Admidio owners should review document permissions and shared folder workflows. The priority rises where multiple users manage files in the same space or where file movement can affect governance, membership or operational records.
Finding: Admidio CVE-2026-47234 logs session IDs and auto-login cookie values [UNCONFIRMED, single-source]
Confidence: Low/Unverified
Source: GitHub Advisory Database, GHSA-mch8-wf3h-6x88 / CVE-2026-47234, from the 2026-05-30 evidence set. GHSA reports that session identifiers and auto-login cookie values can land in Admidio logs. The evidence set records this as fresh with no exclusion match.
Patch planning should sit alongside log access review. Restrict who can read application logs, check whether historical logs contain reusable session material and expire affected sessions if owners confirm exposure.
Finding: Admidio CVE-2026-47232 PKCS#12 private-key export lacks CSRF protection [UNCONFIRMED, single-source]
Confidence: Low/Unverified
Source: GitHub Advisory Database, GHSA-4rgq-38mh-9xqg / CVE-2026-47232, from the 2026-05-30 evidence set. GHSA reports that Admidio PKCS#12 private-key export can be triggered without CSRF protection. The evidence set includes it because the current exclusion file does not contain it and the sweep recorded no ledger match.
Prioritise Admidio deployments that handle certificates or private-key material. Owners should apply advisory guidance and verify that sensitive export actions require CSRF-safe paths.

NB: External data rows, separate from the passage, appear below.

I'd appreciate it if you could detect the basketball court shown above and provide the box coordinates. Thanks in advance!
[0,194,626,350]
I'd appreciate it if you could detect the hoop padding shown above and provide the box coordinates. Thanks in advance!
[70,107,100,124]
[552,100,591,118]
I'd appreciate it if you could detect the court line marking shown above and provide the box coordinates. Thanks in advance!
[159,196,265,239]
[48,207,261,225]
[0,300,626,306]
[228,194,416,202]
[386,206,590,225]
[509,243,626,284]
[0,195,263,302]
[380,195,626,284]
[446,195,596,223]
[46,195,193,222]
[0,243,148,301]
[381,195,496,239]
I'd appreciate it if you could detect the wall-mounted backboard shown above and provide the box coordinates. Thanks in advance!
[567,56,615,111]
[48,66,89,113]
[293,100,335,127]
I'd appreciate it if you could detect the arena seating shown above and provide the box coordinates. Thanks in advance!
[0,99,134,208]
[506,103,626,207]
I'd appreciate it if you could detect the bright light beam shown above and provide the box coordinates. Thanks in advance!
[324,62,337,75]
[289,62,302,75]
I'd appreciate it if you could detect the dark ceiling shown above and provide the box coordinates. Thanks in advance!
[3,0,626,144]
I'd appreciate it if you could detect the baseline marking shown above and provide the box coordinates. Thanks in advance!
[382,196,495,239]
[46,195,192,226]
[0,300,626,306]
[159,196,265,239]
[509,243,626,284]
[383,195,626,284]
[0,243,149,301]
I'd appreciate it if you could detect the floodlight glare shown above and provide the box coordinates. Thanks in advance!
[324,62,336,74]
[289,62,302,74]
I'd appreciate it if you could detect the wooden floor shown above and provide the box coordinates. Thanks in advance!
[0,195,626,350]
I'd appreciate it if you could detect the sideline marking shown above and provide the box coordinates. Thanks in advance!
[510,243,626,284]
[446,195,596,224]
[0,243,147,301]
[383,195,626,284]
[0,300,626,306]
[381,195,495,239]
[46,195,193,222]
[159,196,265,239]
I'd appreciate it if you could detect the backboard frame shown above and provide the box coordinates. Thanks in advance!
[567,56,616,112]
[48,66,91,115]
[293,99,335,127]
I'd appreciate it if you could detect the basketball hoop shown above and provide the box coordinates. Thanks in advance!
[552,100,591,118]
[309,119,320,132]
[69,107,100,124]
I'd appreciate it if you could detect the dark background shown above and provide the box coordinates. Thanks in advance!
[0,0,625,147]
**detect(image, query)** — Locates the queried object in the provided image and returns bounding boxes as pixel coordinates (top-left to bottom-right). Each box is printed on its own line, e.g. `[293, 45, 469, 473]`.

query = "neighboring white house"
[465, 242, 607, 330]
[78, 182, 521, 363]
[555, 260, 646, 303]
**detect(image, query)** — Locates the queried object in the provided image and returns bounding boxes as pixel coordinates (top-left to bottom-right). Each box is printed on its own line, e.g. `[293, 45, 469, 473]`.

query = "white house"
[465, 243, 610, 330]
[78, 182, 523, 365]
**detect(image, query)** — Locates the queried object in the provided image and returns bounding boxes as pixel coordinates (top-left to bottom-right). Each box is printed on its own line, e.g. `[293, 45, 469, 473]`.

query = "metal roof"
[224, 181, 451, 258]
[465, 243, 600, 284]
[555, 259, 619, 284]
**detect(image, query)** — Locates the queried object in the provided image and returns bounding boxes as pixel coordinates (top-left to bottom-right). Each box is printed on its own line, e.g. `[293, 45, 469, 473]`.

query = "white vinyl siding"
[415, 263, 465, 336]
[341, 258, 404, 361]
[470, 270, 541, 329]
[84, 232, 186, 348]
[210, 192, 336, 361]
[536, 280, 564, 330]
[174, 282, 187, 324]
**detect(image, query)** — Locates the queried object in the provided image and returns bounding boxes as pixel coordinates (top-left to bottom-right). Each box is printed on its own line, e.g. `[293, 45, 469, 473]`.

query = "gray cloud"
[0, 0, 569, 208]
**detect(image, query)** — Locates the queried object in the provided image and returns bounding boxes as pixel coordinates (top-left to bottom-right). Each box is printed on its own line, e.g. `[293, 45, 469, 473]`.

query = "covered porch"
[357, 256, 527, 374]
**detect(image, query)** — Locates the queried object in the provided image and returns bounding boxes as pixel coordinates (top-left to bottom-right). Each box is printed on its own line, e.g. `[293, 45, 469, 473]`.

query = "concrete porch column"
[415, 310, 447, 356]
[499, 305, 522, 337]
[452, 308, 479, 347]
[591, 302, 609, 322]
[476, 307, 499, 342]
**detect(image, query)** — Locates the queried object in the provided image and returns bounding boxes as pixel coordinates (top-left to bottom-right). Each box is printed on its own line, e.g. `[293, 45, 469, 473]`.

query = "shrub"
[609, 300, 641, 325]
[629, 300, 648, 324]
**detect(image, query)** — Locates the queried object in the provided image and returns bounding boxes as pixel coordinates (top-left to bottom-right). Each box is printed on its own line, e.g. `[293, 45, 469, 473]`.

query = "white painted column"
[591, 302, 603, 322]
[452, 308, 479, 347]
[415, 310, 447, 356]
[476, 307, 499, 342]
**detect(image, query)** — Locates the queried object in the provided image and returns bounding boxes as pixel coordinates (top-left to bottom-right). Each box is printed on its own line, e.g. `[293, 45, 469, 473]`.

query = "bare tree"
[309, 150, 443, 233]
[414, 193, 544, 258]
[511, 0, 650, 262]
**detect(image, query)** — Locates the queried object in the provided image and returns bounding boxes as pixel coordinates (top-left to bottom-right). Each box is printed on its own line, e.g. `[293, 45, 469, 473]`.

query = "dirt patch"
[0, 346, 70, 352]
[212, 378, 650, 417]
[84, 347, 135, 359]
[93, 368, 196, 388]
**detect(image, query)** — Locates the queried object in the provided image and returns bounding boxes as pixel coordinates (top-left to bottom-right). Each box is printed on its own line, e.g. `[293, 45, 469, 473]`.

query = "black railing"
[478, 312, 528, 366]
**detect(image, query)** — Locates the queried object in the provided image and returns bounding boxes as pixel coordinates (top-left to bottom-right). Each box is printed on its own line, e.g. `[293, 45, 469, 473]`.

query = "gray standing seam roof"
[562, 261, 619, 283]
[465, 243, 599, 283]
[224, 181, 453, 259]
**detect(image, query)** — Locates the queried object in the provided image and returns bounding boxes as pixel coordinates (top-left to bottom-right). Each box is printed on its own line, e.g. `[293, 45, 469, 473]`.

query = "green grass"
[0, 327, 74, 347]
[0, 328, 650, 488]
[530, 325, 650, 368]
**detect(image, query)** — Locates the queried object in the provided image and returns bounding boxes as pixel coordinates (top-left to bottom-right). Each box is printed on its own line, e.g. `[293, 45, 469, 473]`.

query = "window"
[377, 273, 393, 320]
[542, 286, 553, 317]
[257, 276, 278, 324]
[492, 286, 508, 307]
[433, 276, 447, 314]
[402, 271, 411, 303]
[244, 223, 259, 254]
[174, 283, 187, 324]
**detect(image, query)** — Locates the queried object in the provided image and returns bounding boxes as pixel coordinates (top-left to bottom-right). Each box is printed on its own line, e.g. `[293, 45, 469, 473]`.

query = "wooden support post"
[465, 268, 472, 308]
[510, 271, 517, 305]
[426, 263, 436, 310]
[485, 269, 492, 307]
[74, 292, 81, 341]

Update: FortiClient EMS CVE-2026-35616 active exploitation confirmed
Confidence: Medium
Previously covered as an older story; today's delta: The evidence set re-admitted CVE-2026-35616 after the 2026-05-29 10:33 sweep recorded activeexploitation_confirmed proof from SecurityWeek and The Hacker News reporting. Those reports say attackers are exploiting FortiClient EMS CVE-2026-35616 to deploy credential-stealer payloads. The evidence set did not include a fresh official Fortinet URL, so confidence stays at Medium rather than High.
This is the only exploitation-driven item in today's brief. Identify FortiClient EMS exposure, verify patch status and hunt for credential-stealer activity where EMS is internet-reachable or administratively exposed.
Why This Matters
Today's NEW findings are not a reason to alarm the business. They are a reason to find where fast-moving AI-agent examples, web-app components and community administration tools are deployed before small advisory items become messy ownership gaps.
The higher-priority action is separate: FortiClient EMS CVE-2026-35616 now has fresh exploitation reporting in the evidence set. That should move through exposure, patch and hunt checks ahead of the GHSA-only items.
- Recommended Actions
- Check PraisonAI and praisonai-platform exposure in labs, demos, customer PoCs, MCP endpoints, A2A examples and JWT configuration.
- Route Nezha, formie and Admidio findings to web-application owners for SSRF, IDOR, CSRF, record-integrity and log-secret checks.
- Treat FortiClient EMS CVE-2026-35616 as the active-exploitation priority: verify patch status and inspect for credential-stealer activity.
- Keep all ten GHSA-only NEW findings under 24-hour corroboration watch before using stronger language in external material.
- Keep suppressed or excluded stories out of executive escalation unless future sweeps provide strict material-update proof.
All findings grounded in a13e intelligence sweeps through 04:55 UTC 30 May 2026.